-
Notifications
You must be signed in to change notification settings - Fork 738
Description
Usage scenario
I'd like to be able to return a tuple with optional elements. For example, by defining the output as tuple val(id), path("output.txt"), path("output2.txt" optional: true)
, I'd like a process to be able to emit an event ["foo", path("output.txt"), null]
.
The process and downstream processes can take a while to run, so using a multi-channel output in combination with a groupTuple() (See Attempt 3) is very undesirable.
Suggested implementation
Probably this would require:
- altering TupleOutParam.groovy#L103-L105 so that FileOutParams can be optional even if the TupleOutParam is not optional.
- Change something to TaskProcessor.groovy#L1519-L1524 so that non-optional TupleOutParams with optional FileOutParams are emitted instead of throwing a MissingFileException.
Reproducible examples
I made several attempts at getting this to run with the current implementation of Nextflow. To summarise:
- Attempt 1: optional path in non-optional tuple → errors
- Attempt 2: optional tuple → tuple with missing file is not emitted
- Attempt 3: multi-channel output followed by a groupTuple → introduces a bottleneck in workflows with long execution times
- Attempt 4: a messy workaround solution to this problem
Attempt 1: optional path in tuple
Because of TupleOutParam.groovy#L103-L105, this optional value is overridden by the tuple's value for 'optional', namely false.
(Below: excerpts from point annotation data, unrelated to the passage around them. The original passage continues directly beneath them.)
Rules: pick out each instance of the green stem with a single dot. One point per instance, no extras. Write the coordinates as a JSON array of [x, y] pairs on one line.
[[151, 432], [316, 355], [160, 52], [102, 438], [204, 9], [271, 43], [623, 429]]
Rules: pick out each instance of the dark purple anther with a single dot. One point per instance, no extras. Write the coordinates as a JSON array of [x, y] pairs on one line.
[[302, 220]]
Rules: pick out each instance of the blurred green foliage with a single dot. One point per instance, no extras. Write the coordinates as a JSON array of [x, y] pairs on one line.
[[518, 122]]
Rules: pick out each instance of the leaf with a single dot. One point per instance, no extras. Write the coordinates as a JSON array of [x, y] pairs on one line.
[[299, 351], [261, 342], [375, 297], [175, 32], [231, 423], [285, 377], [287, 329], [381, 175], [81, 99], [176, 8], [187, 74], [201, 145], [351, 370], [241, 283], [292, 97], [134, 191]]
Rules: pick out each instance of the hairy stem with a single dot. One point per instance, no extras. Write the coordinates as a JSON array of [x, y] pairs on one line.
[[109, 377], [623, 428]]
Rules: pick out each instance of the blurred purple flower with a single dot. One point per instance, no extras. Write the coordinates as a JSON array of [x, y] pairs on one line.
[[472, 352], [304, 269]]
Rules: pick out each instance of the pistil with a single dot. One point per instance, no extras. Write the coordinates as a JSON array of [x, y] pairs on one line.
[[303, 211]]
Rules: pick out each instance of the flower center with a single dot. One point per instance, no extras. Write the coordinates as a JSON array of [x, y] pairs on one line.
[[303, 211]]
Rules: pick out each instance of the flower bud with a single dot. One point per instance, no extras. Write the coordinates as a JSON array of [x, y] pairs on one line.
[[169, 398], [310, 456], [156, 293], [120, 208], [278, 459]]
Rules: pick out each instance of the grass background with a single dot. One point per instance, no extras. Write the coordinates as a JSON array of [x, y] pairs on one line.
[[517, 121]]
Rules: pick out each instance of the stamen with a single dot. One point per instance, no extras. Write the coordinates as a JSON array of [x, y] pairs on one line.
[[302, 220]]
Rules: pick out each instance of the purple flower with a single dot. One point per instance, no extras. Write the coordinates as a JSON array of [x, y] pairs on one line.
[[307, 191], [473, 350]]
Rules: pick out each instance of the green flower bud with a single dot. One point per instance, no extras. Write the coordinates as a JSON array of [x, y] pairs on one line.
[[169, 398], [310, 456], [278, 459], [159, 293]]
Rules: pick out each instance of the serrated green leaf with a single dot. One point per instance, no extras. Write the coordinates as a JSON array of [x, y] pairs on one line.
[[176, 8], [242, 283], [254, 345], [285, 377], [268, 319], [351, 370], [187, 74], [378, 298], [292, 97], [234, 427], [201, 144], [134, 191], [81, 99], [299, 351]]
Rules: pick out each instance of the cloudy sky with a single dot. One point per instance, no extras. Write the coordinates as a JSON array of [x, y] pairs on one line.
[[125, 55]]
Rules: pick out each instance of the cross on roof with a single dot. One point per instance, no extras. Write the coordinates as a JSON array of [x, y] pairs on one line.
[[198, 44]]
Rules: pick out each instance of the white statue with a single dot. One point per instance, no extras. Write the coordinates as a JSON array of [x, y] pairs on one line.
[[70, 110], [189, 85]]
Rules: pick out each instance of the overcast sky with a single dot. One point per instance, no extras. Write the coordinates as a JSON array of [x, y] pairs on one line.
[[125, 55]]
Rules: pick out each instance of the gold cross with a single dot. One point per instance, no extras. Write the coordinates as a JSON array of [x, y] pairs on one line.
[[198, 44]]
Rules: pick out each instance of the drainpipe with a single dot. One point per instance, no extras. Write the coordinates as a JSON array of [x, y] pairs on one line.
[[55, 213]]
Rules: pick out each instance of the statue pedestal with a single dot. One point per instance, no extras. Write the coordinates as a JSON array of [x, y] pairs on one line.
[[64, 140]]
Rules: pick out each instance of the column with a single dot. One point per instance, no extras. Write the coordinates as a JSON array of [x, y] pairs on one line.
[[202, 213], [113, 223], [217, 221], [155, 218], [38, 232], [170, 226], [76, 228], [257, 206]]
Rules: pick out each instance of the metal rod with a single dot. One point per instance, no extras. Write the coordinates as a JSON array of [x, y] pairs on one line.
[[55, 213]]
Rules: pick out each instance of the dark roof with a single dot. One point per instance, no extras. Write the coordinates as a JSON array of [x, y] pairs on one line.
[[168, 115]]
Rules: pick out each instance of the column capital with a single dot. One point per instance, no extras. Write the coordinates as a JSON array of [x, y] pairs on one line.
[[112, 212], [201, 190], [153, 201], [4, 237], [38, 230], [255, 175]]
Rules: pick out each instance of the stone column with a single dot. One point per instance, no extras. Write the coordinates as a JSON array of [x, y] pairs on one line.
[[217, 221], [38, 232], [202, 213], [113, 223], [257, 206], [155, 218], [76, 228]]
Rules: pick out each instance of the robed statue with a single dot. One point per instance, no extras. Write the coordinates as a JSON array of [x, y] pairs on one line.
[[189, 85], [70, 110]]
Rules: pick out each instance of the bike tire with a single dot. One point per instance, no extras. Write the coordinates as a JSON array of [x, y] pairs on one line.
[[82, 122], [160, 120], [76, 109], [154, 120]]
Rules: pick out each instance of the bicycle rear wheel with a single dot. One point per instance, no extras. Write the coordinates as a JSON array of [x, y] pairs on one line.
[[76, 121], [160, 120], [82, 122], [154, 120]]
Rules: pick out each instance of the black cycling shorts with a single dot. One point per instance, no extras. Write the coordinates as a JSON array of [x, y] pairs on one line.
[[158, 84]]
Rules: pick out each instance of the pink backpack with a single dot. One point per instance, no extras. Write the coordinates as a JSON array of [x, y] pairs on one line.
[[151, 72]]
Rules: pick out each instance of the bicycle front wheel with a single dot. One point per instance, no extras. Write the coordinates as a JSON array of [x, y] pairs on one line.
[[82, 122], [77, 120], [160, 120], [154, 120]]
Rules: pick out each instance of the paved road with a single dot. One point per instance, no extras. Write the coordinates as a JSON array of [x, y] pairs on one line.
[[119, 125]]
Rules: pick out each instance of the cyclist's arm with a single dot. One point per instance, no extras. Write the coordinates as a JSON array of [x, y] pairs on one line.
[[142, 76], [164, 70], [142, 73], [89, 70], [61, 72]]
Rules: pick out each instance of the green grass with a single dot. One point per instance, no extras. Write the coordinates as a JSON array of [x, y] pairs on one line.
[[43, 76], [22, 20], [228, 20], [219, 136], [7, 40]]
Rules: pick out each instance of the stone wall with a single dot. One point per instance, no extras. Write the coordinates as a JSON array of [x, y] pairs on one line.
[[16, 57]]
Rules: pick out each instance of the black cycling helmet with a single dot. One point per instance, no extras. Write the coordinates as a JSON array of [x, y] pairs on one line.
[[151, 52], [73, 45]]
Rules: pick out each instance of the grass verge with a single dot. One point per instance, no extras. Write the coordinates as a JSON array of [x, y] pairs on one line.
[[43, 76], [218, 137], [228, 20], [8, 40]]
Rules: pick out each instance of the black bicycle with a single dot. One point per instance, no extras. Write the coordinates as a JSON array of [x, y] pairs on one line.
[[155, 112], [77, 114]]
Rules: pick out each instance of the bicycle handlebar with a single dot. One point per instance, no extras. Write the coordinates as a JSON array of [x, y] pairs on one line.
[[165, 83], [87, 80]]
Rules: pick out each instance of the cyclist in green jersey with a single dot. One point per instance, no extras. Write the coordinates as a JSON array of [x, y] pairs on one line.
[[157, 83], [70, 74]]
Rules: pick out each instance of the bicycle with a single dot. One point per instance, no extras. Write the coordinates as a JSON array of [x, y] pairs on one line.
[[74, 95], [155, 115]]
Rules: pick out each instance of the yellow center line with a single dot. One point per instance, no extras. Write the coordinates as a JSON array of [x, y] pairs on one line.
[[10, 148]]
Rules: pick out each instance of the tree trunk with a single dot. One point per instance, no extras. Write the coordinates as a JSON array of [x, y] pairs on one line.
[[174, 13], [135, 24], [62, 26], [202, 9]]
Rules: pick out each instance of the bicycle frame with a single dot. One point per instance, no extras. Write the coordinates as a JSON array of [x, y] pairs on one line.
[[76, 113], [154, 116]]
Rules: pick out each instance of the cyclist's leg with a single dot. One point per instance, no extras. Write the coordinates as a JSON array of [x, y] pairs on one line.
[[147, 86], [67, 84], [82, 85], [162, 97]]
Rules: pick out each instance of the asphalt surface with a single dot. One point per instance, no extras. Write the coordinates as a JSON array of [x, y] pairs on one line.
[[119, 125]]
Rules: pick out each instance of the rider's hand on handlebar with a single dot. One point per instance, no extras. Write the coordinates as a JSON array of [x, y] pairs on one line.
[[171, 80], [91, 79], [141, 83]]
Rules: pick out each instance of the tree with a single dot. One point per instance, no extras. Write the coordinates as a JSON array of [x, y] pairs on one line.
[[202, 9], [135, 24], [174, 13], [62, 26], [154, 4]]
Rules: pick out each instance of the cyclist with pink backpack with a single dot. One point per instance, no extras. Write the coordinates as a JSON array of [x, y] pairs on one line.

If I try to run the code following code, Nextflow will produce an error when output2.txt is missing.
Attempt 1 reprex
nextflow.enable.dsl=2
process test_process1 {
input:
tuple val(id)
output:
tuple val(id), path("output.txt"), path("output2.txt", optional: true)
script:
"""
echo $id > output.txt
if [[ "$id" == "foo" ]]; then
echo $id > output2.txt
fi
"""
}
workflow {
Channel.fromList( ["foo", "bar"] )
| view { "input: ${it}" }
| test_process1
| view { "output: ${it}" }
}
↓
$ NXF_VER=21.10.6 nextflow run test_outputs_opt1.nf
input: foo
input: bar
output: [foo, work/81/e866d5e329c9ac9980a0c9313d347b/output.txt, work/81/e866d5e329c9ac9980a0c9313d347b/output2.txt]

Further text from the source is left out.